Pada penerjunan tahun ini, lebih dari 100 mahasiswa Fakultas Tarbiyah disebar ke sejumlah sekolah dan madrasah mitra di wilayah Yogyakarta. Penempatan ini merupakan hasil kerja sama Fakultas Tarbiyah dengan berbagai lembaga pendidikan sebagai upaya memperkuat sinergi antara dunia kampus dan dunia persekolahan.
Salah satu sekolah yang menjadi mitra Program Praktik Lapangan Persekolahan (PLP) Tahun 2026 adalah MIN 3 Bantul. Penerjunan PLP di MIN 3 Bantul dipimpin Dosen Pembimbing Lapangan Bapak Nindya Rahman Pranajati, M.Pd. Dalam penerjunan mahasiswa PLP beliau menekankan pentingnya PLP sebagai wahana bagi mahasiswa untuk mengasah kompetensi pedagogik secara langsung di lapangan.
“Mahasiswa yang diterjunkan hari ini tidak hanya membawa nama pribadi, tetapi juga nama besar IIQ An Nur Yogyakarta dan pondok pesantren.
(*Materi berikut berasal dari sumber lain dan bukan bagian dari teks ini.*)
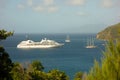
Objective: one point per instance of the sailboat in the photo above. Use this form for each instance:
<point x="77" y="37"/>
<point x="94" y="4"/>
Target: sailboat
<point x="90" y="43"/>
<point x="67" y="39"/>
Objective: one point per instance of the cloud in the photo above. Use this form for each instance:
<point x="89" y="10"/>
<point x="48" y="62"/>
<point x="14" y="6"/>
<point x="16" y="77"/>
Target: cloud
<point x="38" y="9"/>
<point x="82" y="14"/>
<point x="20" y="6"/>
<point x="75" y="2"/>
<point x="45" y="6"/>
<point x="52" y="9"/>
<point x="48" y="2"/>
<point x="107" y="3"/>
<point x="3" y="3"/>
<point x="30" y="2"/>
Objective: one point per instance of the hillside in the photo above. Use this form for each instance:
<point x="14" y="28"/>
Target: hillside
<point x="111" y="32"/>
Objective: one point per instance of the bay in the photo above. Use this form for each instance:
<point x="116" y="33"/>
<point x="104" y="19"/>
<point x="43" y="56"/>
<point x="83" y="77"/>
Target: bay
<point x="70" y="58"/>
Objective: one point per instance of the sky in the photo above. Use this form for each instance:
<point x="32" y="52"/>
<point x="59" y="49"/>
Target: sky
<point x="58" y="16"/>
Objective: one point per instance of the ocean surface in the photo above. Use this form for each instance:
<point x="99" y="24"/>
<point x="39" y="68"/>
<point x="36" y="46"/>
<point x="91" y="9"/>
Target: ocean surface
<point x="70" y="58"/>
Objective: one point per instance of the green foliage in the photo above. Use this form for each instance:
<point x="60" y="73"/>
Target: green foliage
<point x="110" y="64"/>
<point x="57" y="75"/>
<point x="36" y="65"/>
<point x="111" y="32"/>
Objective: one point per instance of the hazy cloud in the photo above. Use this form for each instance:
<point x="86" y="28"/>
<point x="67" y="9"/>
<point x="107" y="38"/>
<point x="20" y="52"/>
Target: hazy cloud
<point x="30" y="2"/>
<point x="52" y="9"/>
<point x="75" y="2"/>
<point x="107" y="3"/>
<point x="82" y="14"/>
<point x="48" y="2"/>
<point x="38" y="8"/>
<point x="45" y="6"/>
<point x="20" y="6"/>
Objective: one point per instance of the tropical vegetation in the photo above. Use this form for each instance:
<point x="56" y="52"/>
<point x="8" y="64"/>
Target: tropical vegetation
<point x="107" y="69"/>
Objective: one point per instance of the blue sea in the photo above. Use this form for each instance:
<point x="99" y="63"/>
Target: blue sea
<point x="70" y="58"/>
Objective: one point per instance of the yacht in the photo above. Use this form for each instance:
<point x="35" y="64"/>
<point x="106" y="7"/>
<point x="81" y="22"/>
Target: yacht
<point x="90" y="43"/>
<point x="67" y="39"/>
<point x="44" y="43"/>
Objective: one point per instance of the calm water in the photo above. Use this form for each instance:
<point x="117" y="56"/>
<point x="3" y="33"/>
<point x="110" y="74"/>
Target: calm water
<point x="71" y="58"/>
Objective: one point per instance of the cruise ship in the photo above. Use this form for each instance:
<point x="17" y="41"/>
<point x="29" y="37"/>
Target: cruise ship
<point x="44" y="43"/>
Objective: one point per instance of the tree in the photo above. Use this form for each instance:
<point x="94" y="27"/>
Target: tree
<point x="109" y="68"/>
<point x="78" y="76"/>
<point x="57" y="75"/>
<point x="5" y="62"/>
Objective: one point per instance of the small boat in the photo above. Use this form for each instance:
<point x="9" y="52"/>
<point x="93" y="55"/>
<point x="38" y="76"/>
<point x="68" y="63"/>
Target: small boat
<point x="44" y="43"/>
<point x="90" y="43"/>
<point x="67" y="39"/>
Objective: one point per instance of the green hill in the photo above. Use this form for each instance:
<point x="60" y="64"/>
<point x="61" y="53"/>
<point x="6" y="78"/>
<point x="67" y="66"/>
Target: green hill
<point x="111" y="32"/>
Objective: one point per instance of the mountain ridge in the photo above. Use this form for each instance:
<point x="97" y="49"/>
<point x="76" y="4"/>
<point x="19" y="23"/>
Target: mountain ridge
<point x="111" y="32"/>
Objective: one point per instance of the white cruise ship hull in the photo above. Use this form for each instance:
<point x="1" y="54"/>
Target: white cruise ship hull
<point x="39" y="46"/>
<point x="44" y="43"/>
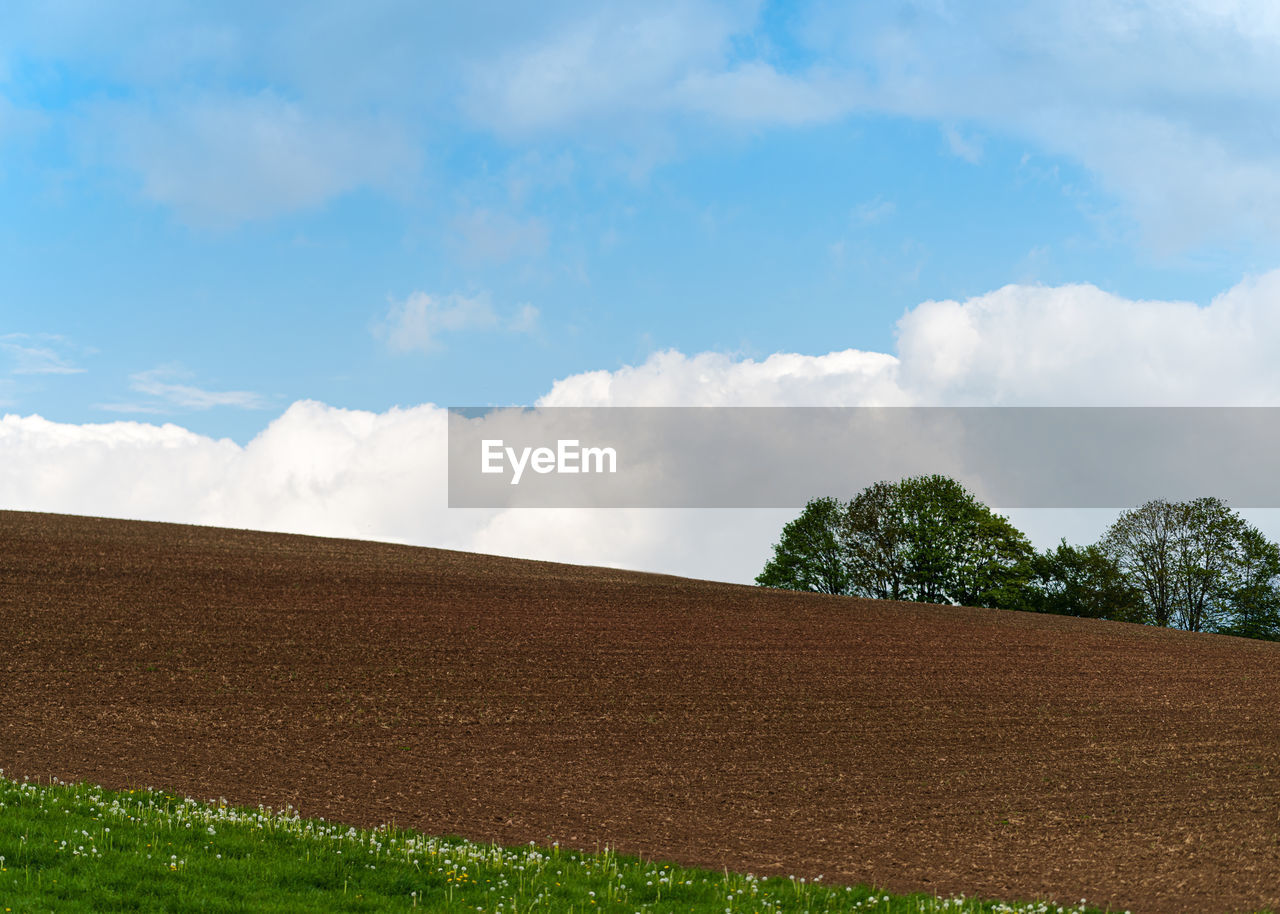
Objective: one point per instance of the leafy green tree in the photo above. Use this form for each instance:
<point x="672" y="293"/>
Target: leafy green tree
<point x="929" y="539"/>
<point x="1206" y="562"/>
<point x="1198" y="565"/>
<point x="1252" y="601"/>
<point x="1141" y="543"/>
<point x="810" y="556"/>
<point x="876" y="540"/>
<point x="1083" y="581"/>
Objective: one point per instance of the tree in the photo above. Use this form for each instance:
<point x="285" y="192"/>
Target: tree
<point x="1073" y="580"/>
<point x="1141" y="543"/>
<point x="874" y="537"/>
<point x="1253" y="594"/>
<point x="929" y="539"/>
<point x="809" y="556"/>
<point x="1198" y="565"/>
Tunjukkan etika, jaga profesionalisme, dan aplikasikan ilmu kependidikan yang berlandaskan nilai-nilai Al-Qur’an di sekolah tempat kalian mengabdi,” ujar Bapak Nindya Rahman Pranajati, M.Pd.
Beliau juga berpesan agar mahasiswa menjaga nama baik almamater, bersikap profesional, serta aktif berkolaborasi dengan guru pamong dan pihak sekolah/madrasah selama masa praktik berlangsung.
Selama masa PLP, mahasiswa akan terlibat langsung dalam kegiatan belajar-mengajar, administrasi sekolah, hingga berbagai program kesiswaan di bawah bimbingan Dosen Pembimbing Lapangan (DPL) dan guru pamong di masing-masing sekolah/madrasah penempatan.
Melalui program PLP ini, Fakultas Tarbiyah IIQ An Nur Yogyakarta berharap dapat mencetak calon pendidik yang tidak hanya unggul secara akademik, tetapi juga siap menghadapi tantangan nyata di dunia pendidikan.